In Kenya, Christian Aid, Practical Action Consulting and the Kenya Honey Council have used a PMSD approach to bring together different actors in the honey sector, and identify constraints to market access for marginalized, rural honey producers. Of the constraints identified, Christian Aid has chosen to focus on two: access to finance and access to markets. Their development model utilizes “honey hubs.” These hubs apply quality control, develop relationships with buyers and service providers, and guarantee access to finance.

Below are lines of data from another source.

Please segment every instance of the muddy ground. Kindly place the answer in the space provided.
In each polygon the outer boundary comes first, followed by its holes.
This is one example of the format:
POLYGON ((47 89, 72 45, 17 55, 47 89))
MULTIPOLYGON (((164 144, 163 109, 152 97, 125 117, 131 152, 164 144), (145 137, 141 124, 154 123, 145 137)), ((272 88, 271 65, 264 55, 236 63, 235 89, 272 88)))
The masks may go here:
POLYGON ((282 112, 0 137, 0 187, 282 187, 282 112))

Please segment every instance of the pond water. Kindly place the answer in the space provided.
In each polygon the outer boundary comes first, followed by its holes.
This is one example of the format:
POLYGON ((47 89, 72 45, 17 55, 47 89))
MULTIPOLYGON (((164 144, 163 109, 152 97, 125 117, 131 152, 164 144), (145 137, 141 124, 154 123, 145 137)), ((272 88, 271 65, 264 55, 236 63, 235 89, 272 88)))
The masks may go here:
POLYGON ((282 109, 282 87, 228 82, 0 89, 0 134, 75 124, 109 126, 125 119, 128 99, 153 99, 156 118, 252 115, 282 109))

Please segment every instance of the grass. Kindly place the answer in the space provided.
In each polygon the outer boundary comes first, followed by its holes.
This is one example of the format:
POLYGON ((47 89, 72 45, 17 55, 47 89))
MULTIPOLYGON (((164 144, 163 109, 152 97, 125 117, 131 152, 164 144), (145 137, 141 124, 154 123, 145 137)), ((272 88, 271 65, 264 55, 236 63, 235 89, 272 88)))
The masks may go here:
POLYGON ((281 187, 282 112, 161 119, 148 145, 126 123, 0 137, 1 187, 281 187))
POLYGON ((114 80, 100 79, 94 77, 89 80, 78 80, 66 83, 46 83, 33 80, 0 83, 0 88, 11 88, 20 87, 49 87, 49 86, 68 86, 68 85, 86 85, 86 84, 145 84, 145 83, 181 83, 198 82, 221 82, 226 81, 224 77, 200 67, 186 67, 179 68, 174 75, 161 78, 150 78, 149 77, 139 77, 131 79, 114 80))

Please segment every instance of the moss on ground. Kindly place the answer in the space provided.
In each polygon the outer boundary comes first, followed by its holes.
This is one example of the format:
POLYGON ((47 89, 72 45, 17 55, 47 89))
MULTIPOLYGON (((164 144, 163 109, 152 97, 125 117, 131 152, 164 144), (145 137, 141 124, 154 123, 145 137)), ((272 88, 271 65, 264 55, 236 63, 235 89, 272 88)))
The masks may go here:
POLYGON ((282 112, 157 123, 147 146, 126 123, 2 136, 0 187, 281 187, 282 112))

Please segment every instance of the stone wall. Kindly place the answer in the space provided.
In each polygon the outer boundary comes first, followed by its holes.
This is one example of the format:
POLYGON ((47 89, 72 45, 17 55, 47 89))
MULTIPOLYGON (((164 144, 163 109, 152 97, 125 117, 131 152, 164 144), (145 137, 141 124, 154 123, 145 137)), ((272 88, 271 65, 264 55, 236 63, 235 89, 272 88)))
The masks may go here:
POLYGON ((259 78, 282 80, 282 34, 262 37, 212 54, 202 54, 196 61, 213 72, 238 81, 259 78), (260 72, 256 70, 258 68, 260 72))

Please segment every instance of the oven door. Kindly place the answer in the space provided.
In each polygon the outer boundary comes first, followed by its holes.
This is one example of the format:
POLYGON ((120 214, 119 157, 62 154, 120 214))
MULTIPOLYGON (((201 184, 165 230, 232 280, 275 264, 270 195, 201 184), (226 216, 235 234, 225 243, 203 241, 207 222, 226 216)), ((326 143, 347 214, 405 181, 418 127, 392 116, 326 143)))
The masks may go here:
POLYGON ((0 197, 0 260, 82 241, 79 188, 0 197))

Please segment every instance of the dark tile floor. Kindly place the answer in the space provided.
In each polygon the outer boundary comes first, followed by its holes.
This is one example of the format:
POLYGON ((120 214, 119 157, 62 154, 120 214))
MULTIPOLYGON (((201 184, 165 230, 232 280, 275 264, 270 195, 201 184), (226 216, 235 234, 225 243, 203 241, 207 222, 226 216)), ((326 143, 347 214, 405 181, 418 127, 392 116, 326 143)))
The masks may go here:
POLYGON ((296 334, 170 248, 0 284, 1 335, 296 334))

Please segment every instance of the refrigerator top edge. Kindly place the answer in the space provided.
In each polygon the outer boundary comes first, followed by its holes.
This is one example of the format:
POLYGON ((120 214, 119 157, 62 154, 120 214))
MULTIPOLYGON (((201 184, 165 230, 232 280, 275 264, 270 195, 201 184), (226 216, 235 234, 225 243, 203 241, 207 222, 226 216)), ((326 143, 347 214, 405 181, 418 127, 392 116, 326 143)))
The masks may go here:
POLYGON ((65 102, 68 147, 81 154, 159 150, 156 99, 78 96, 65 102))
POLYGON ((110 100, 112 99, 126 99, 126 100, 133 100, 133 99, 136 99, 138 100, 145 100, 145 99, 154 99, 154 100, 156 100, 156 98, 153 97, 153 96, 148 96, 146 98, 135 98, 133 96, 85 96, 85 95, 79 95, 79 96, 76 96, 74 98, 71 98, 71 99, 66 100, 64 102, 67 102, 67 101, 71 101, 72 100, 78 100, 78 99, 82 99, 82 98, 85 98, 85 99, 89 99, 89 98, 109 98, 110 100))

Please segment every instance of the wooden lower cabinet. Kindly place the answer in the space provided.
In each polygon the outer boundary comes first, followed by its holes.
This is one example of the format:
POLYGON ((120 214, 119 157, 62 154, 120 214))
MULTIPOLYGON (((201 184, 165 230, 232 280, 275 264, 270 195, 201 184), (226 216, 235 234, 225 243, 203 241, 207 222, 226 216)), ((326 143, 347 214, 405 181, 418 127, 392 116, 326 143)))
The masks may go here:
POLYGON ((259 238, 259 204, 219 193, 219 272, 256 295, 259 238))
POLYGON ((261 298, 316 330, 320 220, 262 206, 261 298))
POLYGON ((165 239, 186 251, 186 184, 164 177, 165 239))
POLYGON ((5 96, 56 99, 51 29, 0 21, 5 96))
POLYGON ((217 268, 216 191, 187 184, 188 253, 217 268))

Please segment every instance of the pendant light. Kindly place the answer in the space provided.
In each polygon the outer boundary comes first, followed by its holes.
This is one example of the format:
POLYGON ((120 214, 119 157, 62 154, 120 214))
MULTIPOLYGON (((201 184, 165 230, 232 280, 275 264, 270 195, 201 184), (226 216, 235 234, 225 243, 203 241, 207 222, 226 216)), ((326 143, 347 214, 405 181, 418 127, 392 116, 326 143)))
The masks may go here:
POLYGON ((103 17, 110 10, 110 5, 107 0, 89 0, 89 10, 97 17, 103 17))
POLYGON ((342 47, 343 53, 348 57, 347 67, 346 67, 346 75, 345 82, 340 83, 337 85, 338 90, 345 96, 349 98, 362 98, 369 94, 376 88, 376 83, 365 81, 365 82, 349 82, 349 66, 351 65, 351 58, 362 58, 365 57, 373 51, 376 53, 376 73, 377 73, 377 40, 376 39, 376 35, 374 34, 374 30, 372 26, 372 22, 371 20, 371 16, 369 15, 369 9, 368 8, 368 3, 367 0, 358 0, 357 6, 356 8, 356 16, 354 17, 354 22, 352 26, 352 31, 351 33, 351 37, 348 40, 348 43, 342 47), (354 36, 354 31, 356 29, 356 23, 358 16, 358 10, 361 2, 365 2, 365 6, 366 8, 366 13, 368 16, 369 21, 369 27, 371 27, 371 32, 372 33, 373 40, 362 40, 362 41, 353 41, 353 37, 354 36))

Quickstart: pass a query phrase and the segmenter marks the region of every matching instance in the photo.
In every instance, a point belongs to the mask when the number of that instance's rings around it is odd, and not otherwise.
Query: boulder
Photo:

This approach can pave the way for small producers throughout the world to develop by solving problems, bringing better access to finance and markets, and identifying the actors needed to achieve change.

Innovation

To support these changes, we must find new ways of ensuring scientific research, support innovation and improved technological capability in developing countries.

Both private and public actors should increase investment in research and development (R&D), to focus on solving the challenges facing the two billion living in a way that guarantees a sustainable future for all. Today’s innovation efforts are skewed. The vast amount of R&D addresses the needs of wealthy consumers and producers. For example, only 10 percent of worldwide expenditure on health research is spent on problems that affect 90 percent of the world’s population.

To ensure that R&D targets those left behind, improves their well-being and does not exacerbate existing inequalities, R&D efforts need to be informed by the principles ofTechnology Justice:

  • Equitable access: technologies should be designed to be accessible to those who need them the most
  • Responsible innovation: new technologies should meet the needs of those left behind and increase their well being
  • Sustainable use: technologies should be designed to achieve these aims without harming others or the environment, and without compromising the ability of future generations to do the same

Achieving sustainable development for all means reaching those that have been left behind; infrastructure that meets their needs, industrialization that includes all market actors, and innovation that is truly just.